Jovens e sinais de trânsito do sentido da vida

D.R.

Por Aires Gameiro

Acompanhamento e discernimento vocacional fazem parte do tema da semana das vocações, isto é, dos caminhos da vida.

Esclarecer-se, discernir, distinguir o que mais convém e mais pode concorrer para a vida em harmonia, em contentamento, torna-se difícil mas fundamental para os jovens, os adultos e os idosos.

Goethe terá dito que há pessoas que nunca se enganam no caminho porque nunca começaram a caminhar. A vida tem sentido e todos são desafiados a descobrir donde se vem, para onde se vai, para que serve e que serviço prestar na vida enquanto se caminha.

Quanto aos jovens, os pais nem sempre ajudam nesta descoberta por também eles se encontrarem perdidos em matagal de contradições. Os companheiros de escola estão igualmente na fase de procura e alguns desencaminham os iguais. Alguns professores poderão ajudar, outros nem por isso.

Do lado da Igreja também os jovens recebem sinais confusos por circularem mais às sombras da Igreja do que às suas luzes. O que há de bom é silenciado e ocultado. Os catecismos até são apontados como leituras a evitar.

No século XIX, com o anticlericalismo estremo, a doutrina da Igreja foi contrastada com as leituras de Renan, Voltaire e outros racionalistas ateus; em Portugal com romancistas anticlericais.

Já no século XX, Marcuse, Sartre, e mais recentemente Dan Brown e Saramago, entre outros, são muitas vezes os novos “catecismos” dos jovens e adultos que ainda leem. Para muitos, esses são autores mais dignos de fé. A crença nestes autores é dogma. Outros são catequisados pelas redes sociais labirínticas. Contudo não faltam Chesterton, Narciso Yepes, Edith Stein e tantos outros para dizer que não há guia com 2000 anos como a Igreja católica que tem colocado sinais de trânsito acertados em todos os caminhos da vida.

Os últimos papas, entre os quais João Paulo II e Francisco, não se cansam de apontar Jesus como guia e caminho, e desfiar os jovens a falar-lhe, diretamente; e, à falta de acompanhantes de confiança, a pedir orientação.
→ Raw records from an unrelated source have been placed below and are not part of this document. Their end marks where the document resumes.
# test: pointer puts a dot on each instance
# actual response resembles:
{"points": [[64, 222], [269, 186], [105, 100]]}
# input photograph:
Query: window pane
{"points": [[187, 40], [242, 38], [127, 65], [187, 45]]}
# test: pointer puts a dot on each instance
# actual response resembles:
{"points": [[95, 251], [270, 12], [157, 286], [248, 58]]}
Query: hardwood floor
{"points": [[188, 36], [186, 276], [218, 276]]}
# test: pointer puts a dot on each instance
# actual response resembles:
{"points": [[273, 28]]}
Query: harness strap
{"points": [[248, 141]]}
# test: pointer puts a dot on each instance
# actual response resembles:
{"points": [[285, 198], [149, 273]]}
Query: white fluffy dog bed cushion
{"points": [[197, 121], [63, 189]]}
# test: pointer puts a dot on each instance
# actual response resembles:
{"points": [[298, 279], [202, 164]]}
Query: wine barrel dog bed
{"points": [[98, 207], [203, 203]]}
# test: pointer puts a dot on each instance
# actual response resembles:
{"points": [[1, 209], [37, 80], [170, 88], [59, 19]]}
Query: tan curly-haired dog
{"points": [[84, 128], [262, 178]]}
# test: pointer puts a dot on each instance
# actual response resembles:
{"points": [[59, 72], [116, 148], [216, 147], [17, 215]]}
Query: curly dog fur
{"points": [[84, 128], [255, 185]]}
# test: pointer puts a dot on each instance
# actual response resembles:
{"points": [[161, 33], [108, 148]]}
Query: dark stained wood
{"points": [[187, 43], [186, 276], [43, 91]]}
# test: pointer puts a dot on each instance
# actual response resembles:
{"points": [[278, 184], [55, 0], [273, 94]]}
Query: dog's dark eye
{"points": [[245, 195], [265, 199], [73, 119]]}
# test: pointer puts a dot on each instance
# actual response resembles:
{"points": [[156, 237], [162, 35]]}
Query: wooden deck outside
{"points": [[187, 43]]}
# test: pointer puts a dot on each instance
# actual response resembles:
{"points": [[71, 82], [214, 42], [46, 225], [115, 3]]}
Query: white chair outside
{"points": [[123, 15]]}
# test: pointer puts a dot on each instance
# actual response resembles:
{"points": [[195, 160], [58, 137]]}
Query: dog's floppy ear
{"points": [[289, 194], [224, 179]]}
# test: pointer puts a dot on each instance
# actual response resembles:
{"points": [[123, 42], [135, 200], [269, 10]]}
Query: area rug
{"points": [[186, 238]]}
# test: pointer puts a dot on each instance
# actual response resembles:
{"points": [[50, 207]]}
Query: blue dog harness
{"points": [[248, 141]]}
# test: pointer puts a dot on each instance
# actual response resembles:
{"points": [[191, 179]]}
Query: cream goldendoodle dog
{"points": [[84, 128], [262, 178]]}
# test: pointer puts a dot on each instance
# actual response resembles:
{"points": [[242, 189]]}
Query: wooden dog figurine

O jovem que ousa falar com Jesus Cristo no seu coração e a pedir luz, vai ter maior contentamento. E o jovem que não tem medo de dizer: Jesus, podes contar comigo, diz ao meu coração o que queres de mim. Terá surpresas felizes.

Contudo, muitos jovens, no meio das florestas de relativismo e mil “verdades” e solicitações, não conseguem sair das encruzilhadas com facilidade e avançar pela estrada de Jesus. Perdem-se, mas desejam acertar.

A perplexidade dos jovens é mais que compreensível. O mundo está baralhado, e eles também gostam de confusão e riscos. Avançam nos estudos e nas universidades, ouvem centenas de sereias a aliciar. Podem ser assaltados por dúvidas, hesitações, vergonha, cobardia, medo de arriscar; ou, simplesmente, deixar-se arrastar por pressões e desvios do-tanto-faz.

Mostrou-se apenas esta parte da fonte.